TurboQuant on Qwen/Qwen3.6-27B

Experimental review of TurboQuant-style KV-cache compression, vector quantization behavior, retrieval quality, and throughput implications on a single 96 GB Blackwell GPU. Technical overview on my blog: https://verbasik.github.io/warp-zone-folio/#/blog/turboquant

📌 At a Glance

A full experimental run was completed for Qwen/Qwen3.6-27B in bfloat16 mode on a single NVIDIA RTX PRO 6000 Blackwell Workstation Edition GPU with 96 GB VRAM.

PASS = 14
WARN = 0
FAIL = 0
SKIP = 0

The full harness executed successfully:

✅ model loading
✅ theoretical TurboQuant checks
✅ real Qwen KV-cache quantization proxy
✅ Needle-in-a-Haystack
✅ compact LongBench-E-style evaluation
✅ throughput sanity check
✅ ANN retrieval benchmark

Main takeaway: TurboQuant shows strong technical properties as a method for KV-cache compression and online vector quantization, but the experiments also confirm an important caveat: headline ratios such as 8x and 6.4x refer primarily to the bit budget of KV-cache values, not to total model memory and not to end-to-end inference speedup.

🧪 Experimental Setup

The experiments were run with the following model/runtime configuration:

{
  "model_id": "Qwen/Qwen3.6-27B",
  "device": "cuda:0",
  "dtype": "bfloat16",
  "model_class": "AutoModelForCausalLM",
  "requested_attn_implementation": "sdpa",
  "resolved_attn_implementation": "sdpa"
}

The model was successfully loaded through AutoModelForCausalLM.

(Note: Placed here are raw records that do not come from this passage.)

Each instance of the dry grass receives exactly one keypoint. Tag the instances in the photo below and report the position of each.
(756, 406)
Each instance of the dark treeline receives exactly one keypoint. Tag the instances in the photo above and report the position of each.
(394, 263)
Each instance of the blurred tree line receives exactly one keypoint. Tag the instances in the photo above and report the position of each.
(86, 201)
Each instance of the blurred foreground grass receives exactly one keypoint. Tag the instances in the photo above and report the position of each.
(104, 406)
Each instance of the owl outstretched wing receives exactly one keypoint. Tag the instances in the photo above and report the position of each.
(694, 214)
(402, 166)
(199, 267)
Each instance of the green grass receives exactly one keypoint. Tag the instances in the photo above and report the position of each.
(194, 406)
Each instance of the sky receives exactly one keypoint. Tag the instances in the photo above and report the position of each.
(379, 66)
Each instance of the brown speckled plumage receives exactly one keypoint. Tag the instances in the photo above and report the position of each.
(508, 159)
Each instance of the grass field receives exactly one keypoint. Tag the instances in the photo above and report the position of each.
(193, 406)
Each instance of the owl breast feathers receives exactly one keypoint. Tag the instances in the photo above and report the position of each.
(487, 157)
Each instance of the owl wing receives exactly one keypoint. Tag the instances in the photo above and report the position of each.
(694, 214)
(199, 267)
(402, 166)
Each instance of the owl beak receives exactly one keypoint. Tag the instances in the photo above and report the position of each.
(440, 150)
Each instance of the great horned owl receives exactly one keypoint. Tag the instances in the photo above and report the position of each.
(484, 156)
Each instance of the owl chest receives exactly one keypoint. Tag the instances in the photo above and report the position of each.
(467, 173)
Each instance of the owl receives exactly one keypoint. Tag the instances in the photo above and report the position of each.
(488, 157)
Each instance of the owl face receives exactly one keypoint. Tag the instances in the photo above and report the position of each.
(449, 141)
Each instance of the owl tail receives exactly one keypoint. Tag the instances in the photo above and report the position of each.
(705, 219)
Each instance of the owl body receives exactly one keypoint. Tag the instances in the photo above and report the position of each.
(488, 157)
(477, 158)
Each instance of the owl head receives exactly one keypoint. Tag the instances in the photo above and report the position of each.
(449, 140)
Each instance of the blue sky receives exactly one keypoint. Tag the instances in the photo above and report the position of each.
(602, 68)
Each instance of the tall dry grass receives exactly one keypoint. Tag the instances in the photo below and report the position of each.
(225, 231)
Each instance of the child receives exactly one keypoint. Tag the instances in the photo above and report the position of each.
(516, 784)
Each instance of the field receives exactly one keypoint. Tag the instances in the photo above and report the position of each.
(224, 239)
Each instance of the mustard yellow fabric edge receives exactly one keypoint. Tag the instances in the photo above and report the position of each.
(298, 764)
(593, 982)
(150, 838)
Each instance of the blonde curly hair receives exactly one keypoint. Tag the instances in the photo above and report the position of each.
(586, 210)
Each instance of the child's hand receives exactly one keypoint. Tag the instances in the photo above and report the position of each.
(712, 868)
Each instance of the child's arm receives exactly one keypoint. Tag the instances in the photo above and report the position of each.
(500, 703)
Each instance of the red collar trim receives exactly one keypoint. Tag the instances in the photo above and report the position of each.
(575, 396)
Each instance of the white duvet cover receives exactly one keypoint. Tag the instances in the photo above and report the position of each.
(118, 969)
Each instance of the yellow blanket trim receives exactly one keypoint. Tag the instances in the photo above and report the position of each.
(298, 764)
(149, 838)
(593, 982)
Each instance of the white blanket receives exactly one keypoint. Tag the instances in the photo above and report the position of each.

The run used the sdpa attention backend, which avoided an external dependency on flash-attn and allowed the full experiment suite to complete on a single GPU.

Full Launch Command

python3 turboquant.py \
  --suite all \
  --model_id Qwen/Qwen3.6-27B \
  --load_model \
  --local_files_only \
  --torch_dtype bfloat16 \
  --attn_implementation sdpa \
  --needle_context_tokens 32768 \
  --needle_required_bits 3.5 \
  --needle_trials 1 \
  --needle_positions 0.5 \
  --run_longbench \
  --longbench_required_bits 3.5 \
  --longbench_max_examples 6 \
  --longbench_max_prompt_tokens 32768 \
  --longbench_local_dir data \
  --run_throughput \
  --throughput_new_tokens 128 \
  --throughput_warmup 1 \
  --throughput_repeats 3 \
  --ann_use_qwen_embeddings \
  --ann_required_scalar_bits 2,3,4 \
  --ann_pq_index_speedup_threshold 10 \
  --out_dir runs/tq_qwen36_27b_full_sdpa

📊 Summary of Results

Area	Result	Interpretation
Model loading	✅ PASS	`Qwen/Qwen3.6-27B` loaded successfully in `bfloat16`
Compression arithmetic	✅ PASS	`float32 → 4-bit = 8x` is arithmetically correct
Random rotation	✅ PASS	Energy is spread uniformly across coordinates
TurboQuant-mse	✅ PASS	Distortion decreases approximately exponentially with bit-width
TurboQuant-prod / QJL	✅ PASS	Inner-product bias is reduced by almost `5x`
KV-cache accounting	✅ PASS	KV-cache compresses strongly, but total memory improves much less
Real Qwen KV proxy	✅ PASS	3.5-bit and 2.5-bit show controlled distortion growth
Needle-in-a-Haystack	✅ PASS	3.5-bit preserved exact code retrieval at 32k context
LongBench-E-style subset	✅ PASS	3.5-bit matched full precision on compact containment score
Throughput sanity check	✅ PASS	Python simulation is slower than full precision; no production speedup claimed
ANN retrieval	✅ PASS	TurboQuant beats scalar no-rotation at 2–4 bits and indexes much faster than PQ

1. 🔢 Compression Arithmetic

The first experiment checked the basic bit-budget arithmetic:

{
  "float32_bits": 49152,
  "float32_bytes": 6144,
  "quant_bits": 6144,
  "quant_bytes": 768,
  "compression_32_to_4bit": 8.0
}

For a vector of dimension 1536, moving from float32 to a 4-bit representation gives:

49152 bits / 6144 bits = 8x

So the statement:

32-bit → 4-bit = 8x

is arithmetically correct.

Important

This is a compression ratio for a numeric representation. It should not be interpreted as an 8x end-to-end inference speedup.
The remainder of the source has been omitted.